ROMERO Fernando Matias
congresos y reuniones científicas
MODULATION OF STOMATAL APERTURE BY BENEFICIAL ENDOPHYTIC BACTERIA
COPPOLA-GUERREIRO F; STELLA G; ROMERO FM; TOUM L; SANNAZZARO A; ESTRELLA MJ; GUDESBLAT GE; PIECKENSTAIN FL
Workshop; III Latin American PGPR Workshop; 2016
Plant leaves normally host a large number of species of endophytic bacteria. Some of them can protect host plants from pathogens, and foliar inoculation of beneficial bacteria is a common practice in agriculture. It has been proposed that beneficial leaf endophytic bacteria colonize leaves through stomata, but stomata can close in response to bacterial MAMPs thus limiting bacterial penetration through them, a phenomenon known as stomatal immunity.

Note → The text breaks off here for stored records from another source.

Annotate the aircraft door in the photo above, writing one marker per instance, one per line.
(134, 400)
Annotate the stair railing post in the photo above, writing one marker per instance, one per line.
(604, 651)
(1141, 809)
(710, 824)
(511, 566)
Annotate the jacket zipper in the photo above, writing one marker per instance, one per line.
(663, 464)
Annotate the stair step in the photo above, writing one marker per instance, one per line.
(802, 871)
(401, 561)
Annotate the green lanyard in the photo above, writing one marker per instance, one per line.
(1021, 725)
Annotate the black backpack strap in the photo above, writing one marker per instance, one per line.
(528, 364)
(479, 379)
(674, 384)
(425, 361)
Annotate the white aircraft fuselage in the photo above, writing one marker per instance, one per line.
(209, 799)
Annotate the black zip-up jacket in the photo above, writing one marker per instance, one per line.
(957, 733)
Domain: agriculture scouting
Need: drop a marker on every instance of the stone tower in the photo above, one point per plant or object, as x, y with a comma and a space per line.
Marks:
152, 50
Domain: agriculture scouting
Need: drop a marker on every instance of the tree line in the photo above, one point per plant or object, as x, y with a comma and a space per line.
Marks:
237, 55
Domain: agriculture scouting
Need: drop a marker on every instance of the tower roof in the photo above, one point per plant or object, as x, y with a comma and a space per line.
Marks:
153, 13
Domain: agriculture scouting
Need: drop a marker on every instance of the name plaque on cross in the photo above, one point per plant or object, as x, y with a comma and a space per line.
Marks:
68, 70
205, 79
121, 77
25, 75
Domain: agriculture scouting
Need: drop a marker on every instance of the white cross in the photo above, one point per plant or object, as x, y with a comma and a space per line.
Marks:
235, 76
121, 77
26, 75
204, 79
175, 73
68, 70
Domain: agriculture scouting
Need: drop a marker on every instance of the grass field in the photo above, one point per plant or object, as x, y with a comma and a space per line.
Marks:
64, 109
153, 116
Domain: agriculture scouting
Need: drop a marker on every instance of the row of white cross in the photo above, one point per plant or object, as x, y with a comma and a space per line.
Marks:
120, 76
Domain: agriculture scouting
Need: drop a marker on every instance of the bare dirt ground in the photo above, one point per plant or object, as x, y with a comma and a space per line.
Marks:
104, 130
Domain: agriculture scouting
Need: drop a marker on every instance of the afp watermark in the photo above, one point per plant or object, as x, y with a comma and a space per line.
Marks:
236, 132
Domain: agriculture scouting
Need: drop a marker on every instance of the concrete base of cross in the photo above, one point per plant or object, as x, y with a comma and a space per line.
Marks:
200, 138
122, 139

Phytopathogenic bacteria such as Pseudomonas syringae and Xanthomonas campestris have evolved mechanisms to inhibit stomatal immunity through the synthesis of diffusible toxins, or through degradation of their own MAMPs. However, the possible existence of such mechanisms in non-pathogenic, leaf-associated bacteria has not been studied. On this basis, our goals are: 1) To determine if bacteria isolated from leaves which are capable of conferring protection against pathogens are able to inhibit stomatal immunity, and if such inhibition aids them to colonize leaves through stomatal pores. 2) To determine if the protective effect of certain bacteria against foliar pathogens depends on the ability of the former to access and colonize leaves through stomata.To attain these goals, we obtained a collection of bacteria associated to leaves of horticultural crops. We identified both innocuous and beneficial bacteria that either showed reduced promotion of stomatal closure, or induced stomatal re-aperture after initial closing in tomato, Arabidopsis and broad bean. We observed that cell-free culture filtrates from some of these isolates inhibited stomatal closure triggered by abscisic acid or the flagellin-derived peptide flg22. These results suggest that these bacteria are able either to evade or inhibit stomatal immunity. Some of these isolates were also capable of protecting leaves against gray mold caused by the fungus Botrytis cinerea. Current work is in progress to determine if the ability to manipulate stomatal aperture increases bacterial potential for endophytic colonization and protection against this and other pathogens.